Bersani contro Grillo. Ma Grillo – che fino ad ora ha sempre evitato lo scontro diretto e il confronto – risponde innescando una serie di polemiche che al momento lo vedono sconfitto. In primo luogo definisce Bersani un “fallito alleato con ex fascisti ed ex pudduisti”.Così, la replica ingenera un’innocente battuta da parte di Roberto Benigni durante uno show organizzato dal Pd. “Vi porto i saluti di Beppe Grillo…Vaffan…”.
“Quanti soldi ha preso?”. Ma la battuta non va giù al comico genovese che si inalbera: “gli artisti invitati sul palco lo fanno per solidarietà verso il pdmenoelle o a fronte di un ricco cachet? E questo cachet a quanto ammonta? Domande perdute nel vento”. Una battuta innocente solleva un polverone sulla rete. “Benigni penoso”, “Benigni zerbino”, “Benigni, sei caduto in basso”, i vari commenti dei grillini pronti a difendere Grillo e ad accusare il comico toscano di essere stato denigratorio. Il “sommo pontefice” non si tocca, nemmeno con la satira, nemmeno fosse il Papa.

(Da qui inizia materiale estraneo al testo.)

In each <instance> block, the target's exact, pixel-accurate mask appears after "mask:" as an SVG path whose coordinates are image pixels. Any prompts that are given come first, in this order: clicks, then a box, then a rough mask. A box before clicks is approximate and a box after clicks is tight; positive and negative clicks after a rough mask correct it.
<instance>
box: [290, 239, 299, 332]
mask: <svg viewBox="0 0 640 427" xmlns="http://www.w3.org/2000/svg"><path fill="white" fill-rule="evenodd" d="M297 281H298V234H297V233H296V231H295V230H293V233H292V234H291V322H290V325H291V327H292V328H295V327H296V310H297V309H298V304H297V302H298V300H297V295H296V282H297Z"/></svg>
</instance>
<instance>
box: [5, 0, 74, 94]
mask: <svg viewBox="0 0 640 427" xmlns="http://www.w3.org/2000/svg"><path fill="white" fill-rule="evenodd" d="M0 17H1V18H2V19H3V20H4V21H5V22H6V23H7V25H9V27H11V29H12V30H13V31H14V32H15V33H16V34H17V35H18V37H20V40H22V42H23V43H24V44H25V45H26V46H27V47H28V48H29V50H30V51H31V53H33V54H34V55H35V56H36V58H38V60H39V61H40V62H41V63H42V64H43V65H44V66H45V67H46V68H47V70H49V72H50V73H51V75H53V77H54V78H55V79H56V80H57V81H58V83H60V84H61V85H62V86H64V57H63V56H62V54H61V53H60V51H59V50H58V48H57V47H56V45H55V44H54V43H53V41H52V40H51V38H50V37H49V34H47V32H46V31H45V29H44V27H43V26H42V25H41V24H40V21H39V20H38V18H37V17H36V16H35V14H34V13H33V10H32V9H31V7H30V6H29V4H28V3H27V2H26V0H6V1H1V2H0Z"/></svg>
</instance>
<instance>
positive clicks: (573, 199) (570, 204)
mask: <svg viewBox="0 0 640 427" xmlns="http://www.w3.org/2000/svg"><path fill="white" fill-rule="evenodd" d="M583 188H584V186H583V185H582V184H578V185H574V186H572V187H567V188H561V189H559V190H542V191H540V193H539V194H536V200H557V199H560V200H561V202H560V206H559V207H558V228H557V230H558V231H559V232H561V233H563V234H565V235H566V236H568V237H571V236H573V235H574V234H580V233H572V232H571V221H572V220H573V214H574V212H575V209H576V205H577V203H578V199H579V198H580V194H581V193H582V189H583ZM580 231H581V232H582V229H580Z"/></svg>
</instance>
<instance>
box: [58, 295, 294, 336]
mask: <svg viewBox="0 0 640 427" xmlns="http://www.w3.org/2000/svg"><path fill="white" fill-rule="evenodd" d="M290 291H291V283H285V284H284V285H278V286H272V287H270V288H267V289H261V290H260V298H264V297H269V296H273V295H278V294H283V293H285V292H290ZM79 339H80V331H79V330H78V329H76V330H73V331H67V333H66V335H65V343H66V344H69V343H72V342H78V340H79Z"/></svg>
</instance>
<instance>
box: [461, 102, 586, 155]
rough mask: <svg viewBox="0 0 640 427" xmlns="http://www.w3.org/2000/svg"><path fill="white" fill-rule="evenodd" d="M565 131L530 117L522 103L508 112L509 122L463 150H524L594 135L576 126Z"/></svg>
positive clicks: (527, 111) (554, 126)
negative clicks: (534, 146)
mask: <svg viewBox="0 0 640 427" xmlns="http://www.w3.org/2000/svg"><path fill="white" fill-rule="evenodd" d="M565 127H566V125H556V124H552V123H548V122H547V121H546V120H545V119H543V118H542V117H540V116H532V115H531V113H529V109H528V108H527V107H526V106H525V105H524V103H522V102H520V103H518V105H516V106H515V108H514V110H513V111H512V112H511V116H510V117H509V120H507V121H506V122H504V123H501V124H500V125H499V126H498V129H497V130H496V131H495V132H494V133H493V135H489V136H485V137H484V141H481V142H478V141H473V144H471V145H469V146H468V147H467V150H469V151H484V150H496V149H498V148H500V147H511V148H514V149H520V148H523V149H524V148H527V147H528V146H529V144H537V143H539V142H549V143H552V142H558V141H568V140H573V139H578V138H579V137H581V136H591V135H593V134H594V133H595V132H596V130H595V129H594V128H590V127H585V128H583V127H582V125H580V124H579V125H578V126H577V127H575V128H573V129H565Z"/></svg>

“Dai democratici nemmeno un euro”. La secca smentita di Benigni – “Non ho preso una lira, guadagni solo dai biglietti venduti per lo spettacolo”. Più o meno come fa lo stesso Grillo. Lucio Presta, manager di Benigni rincara la dose: “Se poi Grillo vuole discutere di cachet, anche del suo, naturalmente sono sempre pronto ad incontrarlo”.
Soldi in nero. Ma l’affondo di Grillo – il quale nemmeno lontanamente si sogna di chiedere scusa a Benigni per il fango gettato – espone il fianco ad un nuovo attacco del Pd. Giovanni Guerisoli, fondatore della Rete del Sociale e del Lavoro del Partito democratico ieri sera alla trasmissione radio La Zanzara ha accusato Grillo di aver intascato soldi in nero. “Ma il Beppe Grillo che attacca Roberto Benigni perché profumatamente pagato per andare alla festa del Pd, sarà mica lo stesso che per uno spettacolo del 1999 ci chiese 10 milioni di lire, da pagarsi rigorosamente in nero, senza fattura? Accettammo di pagarglieli, li prese personalmente”.
Per ora Grillo smentisce. E i grillini che dicono?